When investing in real estate, there are many people who disregard location and quality to make judgements simply based on the yield.

"Yield" is generally calculated as [Assumed fully-occupied unit rental income - Expenses, etc. = Net revenue(year) ÷ Property price].
In this context, Net revenue is referred to as NOIs (Net Operating Income).
What is considered to be expenses varies somewhat, but in most cases, the three items of Management Fee, Sinking fee (repair reserve) and Fixed Asset Tax are included in the expenses mentioned here. Many investors use and refer the NOI yield as a criterion for their investment by dividing this NOI by the property price.

Investors primally consider "how much yield do I want for property investment?" The “expected yield" that you want depends on the type of property, building age, location, etc. Naturally, those with good location and young building age will have lower yields.
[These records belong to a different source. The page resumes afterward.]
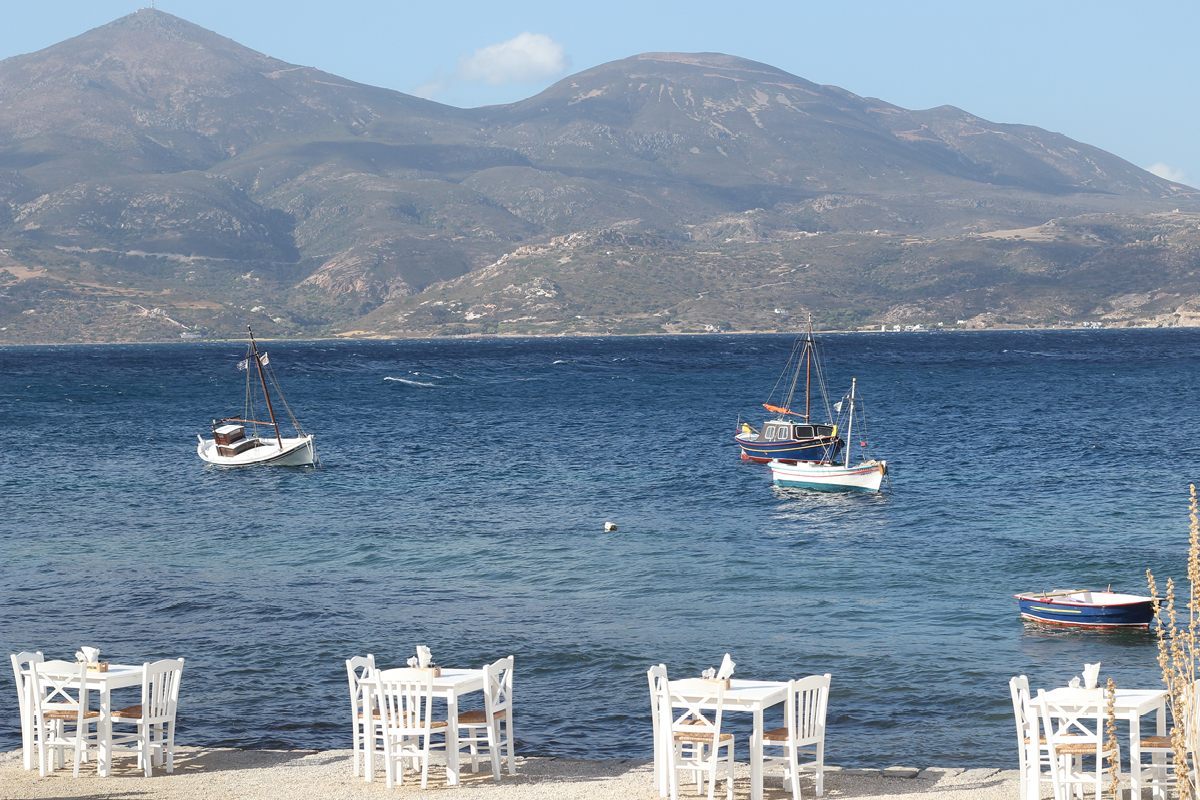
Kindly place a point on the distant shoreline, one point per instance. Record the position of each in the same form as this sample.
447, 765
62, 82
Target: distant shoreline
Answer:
269, 774
384, 337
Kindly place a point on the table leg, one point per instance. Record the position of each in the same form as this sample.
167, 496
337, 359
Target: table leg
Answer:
756, 757
1159, 759
28, 722
451, 738
105, 734
1134, 755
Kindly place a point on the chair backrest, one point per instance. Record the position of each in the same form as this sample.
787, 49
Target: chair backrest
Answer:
160, 690
21, 662
805, 708
498, 687
360, 673
59, 686
695, 697
406, 699
1081, 720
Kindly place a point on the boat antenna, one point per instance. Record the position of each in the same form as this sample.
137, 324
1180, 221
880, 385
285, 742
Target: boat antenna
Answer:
808, 374
258, 362
850, 423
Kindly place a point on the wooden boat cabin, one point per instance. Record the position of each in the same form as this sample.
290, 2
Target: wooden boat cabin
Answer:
789, 431
232, 439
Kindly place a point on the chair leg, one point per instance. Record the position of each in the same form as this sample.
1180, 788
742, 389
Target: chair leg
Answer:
493, 749
508, 745
793, 769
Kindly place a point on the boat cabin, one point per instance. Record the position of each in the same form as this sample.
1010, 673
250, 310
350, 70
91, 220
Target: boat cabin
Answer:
789, 431
231, 440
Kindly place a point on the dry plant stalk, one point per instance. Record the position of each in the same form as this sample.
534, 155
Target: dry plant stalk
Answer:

Since the yield is the reverse of risk, so those with less risk have less return.
Less risk in real estate investment here means that there is less likelihood of lower rent and less likelihood of vacancy. In addition, it also means that the asset value is unlikely to decline.

For example, a high-yielding apartment may be available for sale in a local city away from the city center.
The advertisement always has the word "when it's fully-occupied". If the vacancy continues for three months, the yield for that year will decline by 1/4. Some companies that manage mainly apartments located in the city center have vacancy rates of less than 1%, and the risk of vacancy is as small as possible.

For those who are investing in real estate while their main business is a company employee, try to avoid apartments in local cities that vary in rent income and require a lot of work. I recommend to choose a stable city center apartment with less vacancy rate. For example, an apartment that can be walked from a station on the JR Yamanote Line or an apartment inside the JR Yamanote Line in Tokyo has a low vacancy rate and stable rent. I think it is suitable for those who invest in real estate for the first time.

I've heard that people who quitted their job and own several or more apartments as a business have started even from one apartment in the city center. It is recommended that you start within the range of your own risk instead of looking over the farther goal after the higher mountain.